E appunto oggi è uno di quei giorni e Paolo sta girovagando per Como proprio perchè non ho nessuna voglia di rientrare in casa e di stare solo con quella li.
Però anche a girare così senza motivo e da solo si rompe, per cui decide di andare a casa.
La porta di casa non è chiusa a chiave, segno che Maria è li; solo che non vedendola, Paolo decide di chiamarla: "Maria ci sei?". "Si Paolo, ciao, stavo facendo la doccia, arrivo".

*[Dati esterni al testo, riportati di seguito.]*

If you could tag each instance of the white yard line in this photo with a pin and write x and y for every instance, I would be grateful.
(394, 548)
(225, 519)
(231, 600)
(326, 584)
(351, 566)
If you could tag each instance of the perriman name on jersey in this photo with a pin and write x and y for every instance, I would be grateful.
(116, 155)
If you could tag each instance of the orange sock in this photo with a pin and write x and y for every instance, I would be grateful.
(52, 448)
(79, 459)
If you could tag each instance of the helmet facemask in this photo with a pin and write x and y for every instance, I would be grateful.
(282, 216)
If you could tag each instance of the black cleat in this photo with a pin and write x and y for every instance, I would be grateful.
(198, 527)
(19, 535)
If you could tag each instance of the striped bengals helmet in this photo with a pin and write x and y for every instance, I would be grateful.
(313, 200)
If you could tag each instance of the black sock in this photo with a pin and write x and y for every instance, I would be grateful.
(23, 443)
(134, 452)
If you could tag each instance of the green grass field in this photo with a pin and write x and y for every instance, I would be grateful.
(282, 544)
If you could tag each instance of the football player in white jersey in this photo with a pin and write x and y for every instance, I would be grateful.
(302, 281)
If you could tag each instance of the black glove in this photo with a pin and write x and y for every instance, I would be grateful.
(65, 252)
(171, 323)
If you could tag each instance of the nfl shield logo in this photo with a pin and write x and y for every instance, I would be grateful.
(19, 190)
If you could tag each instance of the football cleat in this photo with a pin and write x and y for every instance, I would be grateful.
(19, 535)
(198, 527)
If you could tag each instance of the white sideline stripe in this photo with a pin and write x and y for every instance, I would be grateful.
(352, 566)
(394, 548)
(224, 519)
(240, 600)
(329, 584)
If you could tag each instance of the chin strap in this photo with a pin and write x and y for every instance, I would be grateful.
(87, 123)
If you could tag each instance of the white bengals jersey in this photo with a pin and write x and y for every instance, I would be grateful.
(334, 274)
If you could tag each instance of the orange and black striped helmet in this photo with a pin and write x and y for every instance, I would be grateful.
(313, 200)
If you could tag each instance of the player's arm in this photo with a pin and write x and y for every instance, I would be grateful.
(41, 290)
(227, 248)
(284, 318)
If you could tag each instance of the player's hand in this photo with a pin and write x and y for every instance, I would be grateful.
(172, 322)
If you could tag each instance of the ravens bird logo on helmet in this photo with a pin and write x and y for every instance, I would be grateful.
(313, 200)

Anche se Paolo ne farebbe volentieri a meno, la donna lo raggiunge e lo guarda sorridendo.
Paolo, pur senza ricambiare il sorriso, rimane a guardarla; in accappatoio, deve ammetterlo, la donna non è per niente male; specialmente quella latteria che ha sul petto.
Quasi vergognandosi si scusa mentalmente con la mamma; la sua povera mamma un seno così se lo sognava; la donna un po' imbarazzata decide di rompere il ghiaccio: "Ciao Paolo, stavo per uscire, devo fare un po' di shopping; senti, anche se sei rientrato ora, non è che ti va di accompagnarmi? Non ho nessuna voglia di mettermi al volante, magari tu fai un po' di pratica visto che hai appena preso la patente".
Ma si, Paolo ammette con se stesso che non è una cattiva idea: "Si d'accordo, ti accompagno volentieri".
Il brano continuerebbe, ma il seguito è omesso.